Australian Scholarships Group chief executive John Velegrinis said the cost of education in Australia had risen by more than double the rate of inflation in the past decade. “Education is a massive investment,” he said.

Earlier this year Fairfax Media reported annual school fees at elite private schools would reach $30,000 on average by 2016, according to analysis by a Melbourne University economist.

Ms Gibson said she was surprised by the compulsory fees charged in the public sector. “By the time we’ve bought shoes, uniforms, books, a tablet or iPad, and then added on camp, sporting and music programs, it’s $2500 in the first couple of months.”

She said her other daughter Scarlett, 5, and son Ronan, 3, would also go to state schools.

Fitzroy mother Jennifer Butler is moving her two sons, who both have learning difficulties, to Xavier College this year because she felt there was not enough support at the local state schools.

“We didn’t feel that there ?were great opportunities in our feeder public schools,” she said. “At one of the schools we felt that the facilities there, and what would be available to them, wasn’t very good.

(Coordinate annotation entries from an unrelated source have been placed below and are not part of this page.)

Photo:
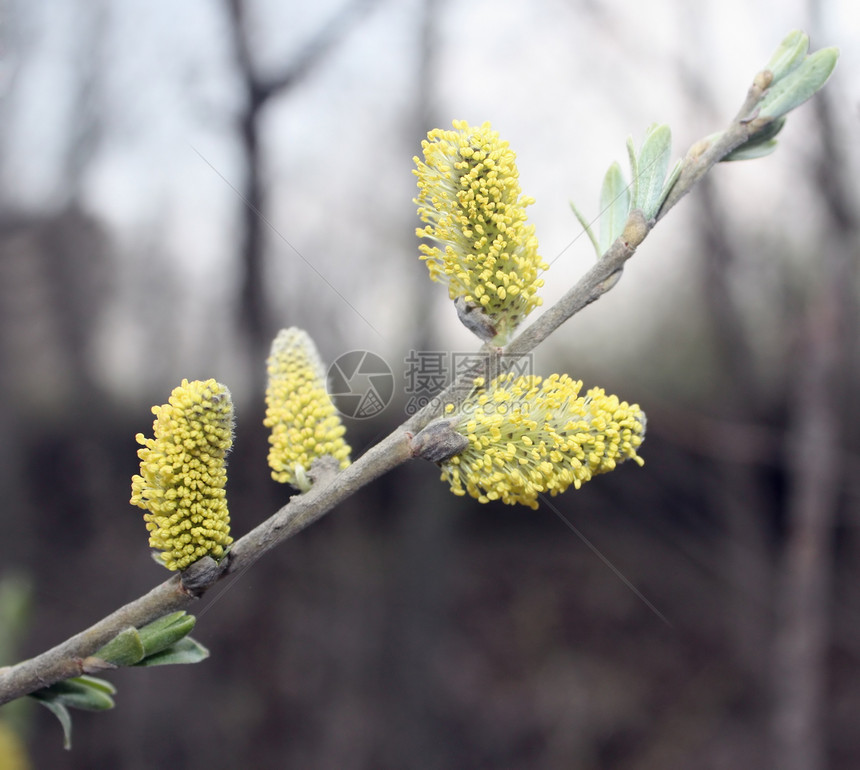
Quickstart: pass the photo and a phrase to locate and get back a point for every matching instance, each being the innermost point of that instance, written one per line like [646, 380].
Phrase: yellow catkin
[183, 474]
[529, 436]
[469, 199]
[304, 422]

The other has a more personalised learning approach, which we didn’t think would suit our children.”

Will, 12, and Henry, 10, were at a Catholic primary school, but Ms Butler was worried they could fall between the cracks at a high school in the public system.

“We really wanted to be able to access some additional help that wasn’t automatically available to us in the public system,” she said. “In the private system, if you’re not happy, you can deal directly with the school principal. It’s more of a corporate environment that you’re paying for.”